For nearly a year, they worked together to heal up at California's Camp Pendleton.
Now, Leavey wants nothing more than to allow Sgt. Rex to live out the rest of his life with dignity.
"It was very, very hard for me to have to leave California not knowing if I'd ever see him again," she said. "And then just going through all those years not being together ... was kind of a waiting game. Once I actually realized it was going to happen, I was just so happy. It was like a weight lifted off my shoulders. It's amazing. He's home, he's happy and I get to take care of him for as long as he has left."
It could've been a different outcome, and nobody knows that better than Leavey, who spent years petitioning the government for Sgt. Rex's early release. Sgt. Rex was still classified as an active dog, but Leavey feared that he would be euthanized as soon as he was no longer capable of serving.
With that prospect in mind, Leavey went to work. She went through proper channels and devotedly tried to secure his adoption as soon as it was possible. Her story became a cause célèbre, which made it easier for the military to decommission Sgt. Rex and give him a good home in one swoop.

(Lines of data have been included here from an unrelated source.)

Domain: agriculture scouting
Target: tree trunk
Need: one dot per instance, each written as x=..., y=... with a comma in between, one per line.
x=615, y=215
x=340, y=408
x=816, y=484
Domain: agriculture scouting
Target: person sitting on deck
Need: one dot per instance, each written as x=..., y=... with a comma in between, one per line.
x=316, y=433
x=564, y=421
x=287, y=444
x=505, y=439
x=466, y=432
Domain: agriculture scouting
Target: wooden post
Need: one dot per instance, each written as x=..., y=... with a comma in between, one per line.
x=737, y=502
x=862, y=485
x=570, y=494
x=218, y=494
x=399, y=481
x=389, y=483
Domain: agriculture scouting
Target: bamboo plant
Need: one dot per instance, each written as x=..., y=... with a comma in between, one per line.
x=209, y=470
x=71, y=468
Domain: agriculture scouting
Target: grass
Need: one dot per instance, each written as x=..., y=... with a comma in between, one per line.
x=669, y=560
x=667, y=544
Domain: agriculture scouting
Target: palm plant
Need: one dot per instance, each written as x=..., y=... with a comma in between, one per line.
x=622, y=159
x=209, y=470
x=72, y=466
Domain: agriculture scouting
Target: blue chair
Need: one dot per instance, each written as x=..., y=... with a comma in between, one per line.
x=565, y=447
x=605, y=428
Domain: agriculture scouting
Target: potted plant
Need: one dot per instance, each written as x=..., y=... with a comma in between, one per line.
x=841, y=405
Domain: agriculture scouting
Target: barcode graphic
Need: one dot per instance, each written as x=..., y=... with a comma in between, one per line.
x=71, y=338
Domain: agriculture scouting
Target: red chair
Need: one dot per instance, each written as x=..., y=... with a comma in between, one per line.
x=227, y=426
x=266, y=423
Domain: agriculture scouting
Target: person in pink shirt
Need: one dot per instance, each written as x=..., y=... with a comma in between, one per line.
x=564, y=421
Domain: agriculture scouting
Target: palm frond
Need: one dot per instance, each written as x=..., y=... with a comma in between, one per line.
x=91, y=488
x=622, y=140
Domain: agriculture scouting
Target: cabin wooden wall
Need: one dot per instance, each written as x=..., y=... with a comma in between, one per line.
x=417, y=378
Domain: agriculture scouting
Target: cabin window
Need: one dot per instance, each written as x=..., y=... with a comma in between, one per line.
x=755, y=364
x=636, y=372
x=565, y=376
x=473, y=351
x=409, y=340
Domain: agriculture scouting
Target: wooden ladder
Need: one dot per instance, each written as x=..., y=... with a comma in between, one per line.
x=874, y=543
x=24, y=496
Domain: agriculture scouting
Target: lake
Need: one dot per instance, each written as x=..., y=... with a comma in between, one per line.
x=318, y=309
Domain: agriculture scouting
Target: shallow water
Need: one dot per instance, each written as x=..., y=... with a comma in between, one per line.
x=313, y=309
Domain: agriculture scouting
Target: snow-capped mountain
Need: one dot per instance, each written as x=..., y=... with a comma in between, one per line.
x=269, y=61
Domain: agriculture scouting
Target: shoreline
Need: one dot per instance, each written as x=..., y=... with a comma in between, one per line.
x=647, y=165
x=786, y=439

Still, it was five long years in between leaving Sgt. Rex and getting him back again.
"This dog had saved my life. He was my partner," she said of their bond.
"In Iraq, he searched for IEDs. And he's found a lot. ... Before we got injured, we had already been on one deployment together. We had probably already been together about two years. And when you're a dog handler, you're with this dog 24-7, all the time. You develop a really close bond. You know everything about the dog."
Leavey, who now works as a dog handler in civilian life, said she joined the military in part because she was unfulfilled by her first two years of college. She initially joined the Marines with the aspiration of becoming part of the military police but tested into the service's elite K-9 handling unit.
And that's where she met Rex, who's technically her superior officer. Sgt. Rex had already served one tour without her, and he served another two tours in Iraq under her supervision. They were working together in 2006, in fact, when they were both seriously injured in the line of duty.
Leavey retired from the Marine Corps in 2007, but Sgt. Rex stayed behind at Camp Pendleton as a dog in active non-combat duty. Leavey tried to keep in touch with his handlers as much as possible to find out how he was doing, but she also actively embarked on a campaign to secure his future.
That journey must've seemed hopeless at times, but Leavey eventually won Sgt. Rex's release and was able to attend his retirement ceremony at Fort Pendleton. That ceremony -- which Sgt. Rex reportedly barked through -- also served as their official reunion, a tear-making moment five years in the making.
"I didn't get any alone time with him or anything, so everybody was outside," said Leavey. "He was all ready and waiting, and everybody was pretty much watching our first meeting together. He was wagging his tail, and during the ceremony he was looking up at me. It was just really cool."
Leavey, who grew up and still resides in nearby Rockland County, said that Sgt. Rex eats the same food he did while serving in the military and that he still inspects rooms -- and planes -- as a matter of course.
Leavey lauded Randy Levine, the president of the Yankees, and his wife, Mindy, for helping her make the trip to retrieve Sgt. Rex, and said she was extraordinarily grateful for the public's reaction.
"We had this big dog flying in first class. Everybody was so nice," she said of the flight home. "Here we were in first class with Rex sleeping at our feet. He was so good. He slept the whole plane ride home. And to my surprise, when we got off the plane, my dad was there and all the TV cameras were there. They had the bagpipes playing the Marine Corps hymn. It was such a nice homecoming.
"Strangers -- people that I don't even know -- have been so supportive and nice. We couldn't have been here today without everybody's support and help. It's just so kind."